Investasi di sini termasuk investasi pemerintah baik berasal dari dalam negeri maupun
dari luar negeri, dan investasi yang dilakukan masyarakat dalam segala sektor
ekonomi.
Pembangunan berbagai sektor akan berpengaruh terhadap proses
pembangunan. Pembangunan sektor ekonomi ini akan berdampak pada perekonomian
melalui peningkatan Produk Domestik Regional Bruto (PDRB).
Pembangunan ekonomi daerah merupakan bagian dari pembangunan ekonomi
Indonesia. Sektor utama pembangunan ekonomi daerah pada umumnya adalah sektor
pertanian karena sektor ini mempunyai kontribusi yang relatif besar dalam PDRB.
Namun, tidak semua daerah mempunyai potensi pertanian, seperti Kota Banda Aceh,
kontribusi sektor pertanian sangat kecil sehingga peran sektor lainnya relatif besar,
termasuk sektor industri.
Pengembangan sektor industri merupakan salah satu cara untuk mengubah
struktur perekonomian. Pola normal pembangunan ekonomi dimulai dari sektor
industri menuju sektor industri dan sektor jasa. Agar perubahan struktur ekonomi
berjalan mulus, sangat diperlukan peran dan komitmen pemerintah serta masyarakat
karena sebenarnya sektor industri ini bertujuan untuk kehidupan yang lebih baik.
Pembangunan sektor industri ini tidak hanya untuk level nasional tetapi juga untuk
level provinsi, dan kabupaten/kota. Sektor industri mempunyai peran yang sangat
besar untuk meningkatkan nilai tambah sektor pertanian sehingga kemajuan industri
juga berpengaruh terhadap pembangunan sektor pertanian. Sektor industri mempunyai
keterkaitan ke belakang (sektor pertanian) dan ke depan baik sektor indutri lainnya
maupun kepada konsumen.
Perkembangan industri juga terjadi pada ruang lingkup yang lebih kecil yaitu
di Kota Banda Aceh. Perkembangan sektor industri ini dapat dilihat dari kontribusinya
terhadap PDRB. Untuk tahun 2009, kontribusi sektor industri terhadap PDRB Kota
Banda Aceh mengalami kenaikan sekitar Rp 19 miliar. Walaupun kontribusinya lebih
kecil dari sektor lain, peningkatan jumlah industri dan produksi akan memberikan
kontribusi yang lebih besar lagi terhadap PDRB Kota Banda Aceh.

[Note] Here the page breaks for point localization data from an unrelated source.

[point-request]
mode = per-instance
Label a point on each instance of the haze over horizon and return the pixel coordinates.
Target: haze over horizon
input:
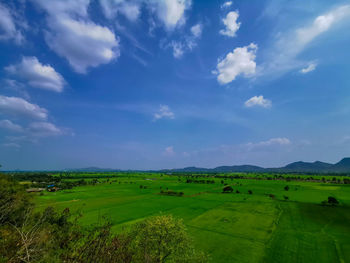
(147, 84)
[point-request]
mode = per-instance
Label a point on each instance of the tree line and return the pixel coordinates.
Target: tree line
(29, 235)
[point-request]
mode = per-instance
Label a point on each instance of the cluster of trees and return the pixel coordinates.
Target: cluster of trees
(171, 192)
(332, 201)
(200, 181)
(229, 189)
(27, 235)
(270, 176)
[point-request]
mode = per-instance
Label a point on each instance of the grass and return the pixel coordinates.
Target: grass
(230, 227)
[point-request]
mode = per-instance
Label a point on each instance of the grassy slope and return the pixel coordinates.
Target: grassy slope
(231, 227)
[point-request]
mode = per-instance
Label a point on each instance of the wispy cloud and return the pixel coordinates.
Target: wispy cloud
(283, 56)
(258, 101)
(164, 112)
(239, 62)
(231, 24)
(311, 67)
(37, 75)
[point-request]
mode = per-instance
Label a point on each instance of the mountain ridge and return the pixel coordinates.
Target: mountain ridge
(343, 166)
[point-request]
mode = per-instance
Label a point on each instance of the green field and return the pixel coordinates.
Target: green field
(231, 227)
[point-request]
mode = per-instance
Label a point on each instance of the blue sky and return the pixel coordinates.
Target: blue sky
(150, 84)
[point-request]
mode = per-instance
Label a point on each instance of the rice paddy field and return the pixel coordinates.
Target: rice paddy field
(263, 226)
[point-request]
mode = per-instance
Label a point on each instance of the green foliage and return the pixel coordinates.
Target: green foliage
(27, 235)
(227, 189)
(164, 239)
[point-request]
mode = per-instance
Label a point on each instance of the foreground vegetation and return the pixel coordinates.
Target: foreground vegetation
(231, 217)
(27, 235)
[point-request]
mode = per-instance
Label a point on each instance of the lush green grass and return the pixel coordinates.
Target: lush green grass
(230, 227)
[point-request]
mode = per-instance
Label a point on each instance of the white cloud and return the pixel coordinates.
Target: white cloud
(283, 55)
(11, 145)
(178, 49)
(164, 112)
(226, 4)
(171, 12)
(130, 9)
(8, 30)
(9, 125)
(269, 143)
(44, 129)
(18, 106)
(67, 7)
(169, 151)
(83, 44)
(311, 67)
(73, 36)
(258, 101)
(197, 30)
(231, 24)
(37, 75)
(240, 61)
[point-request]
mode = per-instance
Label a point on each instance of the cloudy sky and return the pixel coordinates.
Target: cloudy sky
(149, 84)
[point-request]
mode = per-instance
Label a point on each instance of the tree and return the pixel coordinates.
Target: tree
(163, 239)
(227, 189)
(332, 200)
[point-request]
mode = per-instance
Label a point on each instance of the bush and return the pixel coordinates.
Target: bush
(332, 200)
(51, 236)
(227, 189)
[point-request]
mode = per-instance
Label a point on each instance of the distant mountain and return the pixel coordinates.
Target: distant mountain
(239, 168)
(306, 167)
(342, 166)
(93, 169)
(297, 167)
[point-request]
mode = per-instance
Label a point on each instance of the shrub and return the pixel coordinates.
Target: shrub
(227, 189)
(332, 200)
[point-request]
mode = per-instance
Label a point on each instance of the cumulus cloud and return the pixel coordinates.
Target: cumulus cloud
(226, 4)
(240, 61)
(20, 107)
(311, 67)
(196, 30)
(164, 112)
(232, 26)
(258, 101)
(171, 12)
(130, 9)
(75, 37)
(271, 142)
(37, 75)
(283, 55)
(10, 126)
(8, 29)
(11, 145)
(178, 49)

Peningkatan jumlah industri dan produksi industri juga akan bertambahnya
penyerapan tenaga kerja sektor industri di Kota Banda Aceh. Berdasarkan laporan
BPS dalam Statistik Daerah Kota Banda Aceh mengatakan bahwa penduduk usia 10
tahun ke atas yang bekerja di Kota Banda Aceh pada tahun 2009 sebagian besar
bekerja pada sektor jasa-jasa sebanyak 72,52 persen, sektor industri pengolahan
sebanyak 15,74 persen, sektor listrik, gas, dan air sebanyak 3,67 persen dan sektor
bangunan sebanyak 8,07 persen. Dengan demikian, penyerapan tenaga kerja pada
sektor industri pengolahan di Banda Aceh pada peringkat kedua setelah sektor jasa-
jasa.
366 Jurnal E-Mabis FE Unimal, Volume 12, Nomor 3, Oktober 2011
Jenis industri yang ada di Kota Banda Aceh umumnya tergolong dalam
industri kecil yang dapat dilihat pada jumlah modal dan tenaga kerja yang digunakan
masih relatif kecil. Selanjutnya dari setiap unit usaha pada sektor industri ini
menggunakan input berupa modal dan tenaga kerja yang berpengaruh terhadap
produksi industri kecil. Kenaikan jumlah modal yang paling tinggi terjadi pada tahun
2006. Hal ini disebabkan adanya investasi yang dilakukan oleh pengusaha industri.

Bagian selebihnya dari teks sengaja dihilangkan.